Below is a map of the best locations for a new coffee shop based on the distance and density criteria.

Application and Reflection
A geographic information system (GIS) is a powerful tool that takes geographic data, manipulates it, and yields useful geographic information which can then be applied to reality. As a result, geographic data plays an integral part in gaining geographic information. Overall, these examples demonstrate that geographic data is very useful for obtaining geographic information through spatial analysis, as long as the data itself is properly collected, digitized, etc. to minimize inaccuracies. Unfortunately, we cannot avoid the inherent uncertainties within the data, but we can often identify them and thus, interpret the results accordingly and properly.
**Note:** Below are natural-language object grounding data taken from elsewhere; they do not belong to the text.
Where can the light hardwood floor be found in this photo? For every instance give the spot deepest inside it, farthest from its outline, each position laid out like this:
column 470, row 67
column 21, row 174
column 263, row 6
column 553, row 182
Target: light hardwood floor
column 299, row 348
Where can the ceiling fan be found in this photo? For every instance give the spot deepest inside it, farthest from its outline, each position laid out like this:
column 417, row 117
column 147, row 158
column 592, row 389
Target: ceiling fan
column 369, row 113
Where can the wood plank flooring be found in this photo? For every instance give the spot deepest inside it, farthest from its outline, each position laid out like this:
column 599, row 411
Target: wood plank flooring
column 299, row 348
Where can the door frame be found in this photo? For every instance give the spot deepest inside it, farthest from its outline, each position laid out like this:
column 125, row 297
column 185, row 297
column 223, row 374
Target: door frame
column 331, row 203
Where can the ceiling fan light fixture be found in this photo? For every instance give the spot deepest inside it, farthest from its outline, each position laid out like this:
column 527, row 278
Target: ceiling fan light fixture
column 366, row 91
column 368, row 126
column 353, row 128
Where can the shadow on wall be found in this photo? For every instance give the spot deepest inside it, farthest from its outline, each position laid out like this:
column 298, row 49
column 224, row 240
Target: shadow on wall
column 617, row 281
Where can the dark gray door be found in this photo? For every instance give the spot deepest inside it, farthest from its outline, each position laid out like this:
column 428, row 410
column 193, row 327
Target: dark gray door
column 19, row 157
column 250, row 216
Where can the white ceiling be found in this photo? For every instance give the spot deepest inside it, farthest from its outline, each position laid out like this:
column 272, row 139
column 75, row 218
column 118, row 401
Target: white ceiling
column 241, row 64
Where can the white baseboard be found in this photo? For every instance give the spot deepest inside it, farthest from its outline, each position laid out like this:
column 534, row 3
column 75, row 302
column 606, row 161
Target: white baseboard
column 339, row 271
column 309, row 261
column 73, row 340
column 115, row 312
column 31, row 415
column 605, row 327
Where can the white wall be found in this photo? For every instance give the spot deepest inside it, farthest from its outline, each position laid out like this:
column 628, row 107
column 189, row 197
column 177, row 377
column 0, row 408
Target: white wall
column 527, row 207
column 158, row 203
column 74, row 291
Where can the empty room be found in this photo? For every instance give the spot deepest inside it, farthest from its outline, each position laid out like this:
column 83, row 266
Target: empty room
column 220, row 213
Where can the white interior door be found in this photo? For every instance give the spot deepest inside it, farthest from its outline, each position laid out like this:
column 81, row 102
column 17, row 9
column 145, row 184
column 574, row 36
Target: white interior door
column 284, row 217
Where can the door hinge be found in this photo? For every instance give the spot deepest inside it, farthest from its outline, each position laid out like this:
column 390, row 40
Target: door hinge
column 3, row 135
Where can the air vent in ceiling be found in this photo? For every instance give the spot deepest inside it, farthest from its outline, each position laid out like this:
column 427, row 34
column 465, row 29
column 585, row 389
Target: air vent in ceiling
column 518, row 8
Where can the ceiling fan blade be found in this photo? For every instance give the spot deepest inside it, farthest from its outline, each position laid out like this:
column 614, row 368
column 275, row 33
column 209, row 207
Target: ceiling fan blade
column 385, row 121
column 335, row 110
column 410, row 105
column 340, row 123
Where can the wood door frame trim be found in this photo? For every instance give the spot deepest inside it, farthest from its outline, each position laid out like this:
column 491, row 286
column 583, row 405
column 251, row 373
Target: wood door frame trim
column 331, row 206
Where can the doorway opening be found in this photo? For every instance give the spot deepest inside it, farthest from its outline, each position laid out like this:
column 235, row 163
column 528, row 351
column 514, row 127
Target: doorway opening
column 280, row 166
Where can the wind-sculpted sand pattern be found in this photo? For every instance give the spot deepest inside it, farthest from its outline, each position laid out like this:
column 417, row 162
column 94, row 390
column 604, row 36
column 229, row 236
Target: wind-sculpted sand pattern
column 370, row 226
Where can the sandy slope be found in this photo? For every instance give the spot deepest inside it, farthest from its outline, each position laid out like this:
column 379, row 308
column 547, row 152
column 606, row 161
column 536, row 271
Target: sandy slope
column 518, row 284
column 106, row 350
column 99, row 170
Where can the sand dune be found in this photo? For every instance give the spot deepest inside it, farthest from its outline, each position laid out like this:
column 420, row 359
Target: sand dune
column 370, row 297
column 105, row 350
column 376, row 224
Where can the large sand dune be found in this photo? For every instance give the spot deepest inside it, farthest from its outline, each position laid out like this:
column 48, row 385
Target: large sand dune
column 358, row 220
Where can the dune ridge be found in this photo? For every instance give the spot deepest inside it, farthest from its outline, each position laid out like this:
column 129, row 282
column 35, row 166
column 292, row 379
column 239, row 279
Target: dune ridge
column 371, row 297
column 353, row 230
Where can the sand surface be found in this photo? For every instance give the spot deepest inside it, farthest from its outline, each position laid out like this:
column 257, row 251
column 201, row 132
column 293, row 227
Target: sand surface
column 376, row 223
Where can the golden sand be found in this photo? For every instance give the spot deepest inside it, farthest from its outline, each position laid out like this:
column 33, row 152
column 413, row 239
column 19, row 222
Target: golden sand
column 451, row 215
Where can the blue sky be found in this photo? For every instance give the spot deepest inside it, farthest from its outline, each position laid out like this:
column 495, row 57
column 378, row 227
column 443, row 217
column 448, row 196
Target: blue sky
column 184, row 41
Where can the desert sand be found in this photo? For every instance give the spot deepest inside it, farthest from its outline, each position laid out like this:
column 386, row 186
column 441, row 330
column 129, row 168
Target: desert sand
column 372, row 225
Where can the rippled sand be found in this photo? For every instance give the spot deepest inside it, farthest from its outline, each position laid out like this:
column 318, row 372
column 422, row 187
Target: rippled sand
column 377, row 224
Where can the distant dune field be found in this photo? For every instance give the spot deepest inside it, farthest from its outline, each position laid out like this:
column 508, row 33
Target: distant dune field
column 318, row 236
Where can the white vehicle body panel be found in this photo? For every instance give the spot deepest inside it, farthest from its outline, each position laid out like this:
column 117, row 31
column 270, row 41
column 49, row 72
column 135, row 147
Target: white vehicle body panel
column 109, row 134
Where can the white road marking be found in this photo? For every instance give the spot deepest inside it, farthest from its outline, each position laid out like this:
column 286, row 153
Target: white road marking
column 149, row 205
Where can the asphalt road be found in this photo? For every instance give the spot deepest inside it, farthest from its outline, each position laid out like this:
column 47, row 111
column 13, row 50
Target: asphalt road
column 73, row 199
An example of a spatial analysis problem that can be taken much further than the coffee shop example is one that accounts for many factors, rather than just 2 criteria, and/or includes different types of data (i.e. both vector and raster data). For instance, consider an analysis seeking to identify flood prone areas within a particular county. To solve this problem, one needs to take into account the slope of the terrain, soil type of the terrain, land use and vegetation throughout the area, precipitation climatology over the area, etc. All of these criteria are then consolidated into one analysis to produce a result that hopefully reflects reality.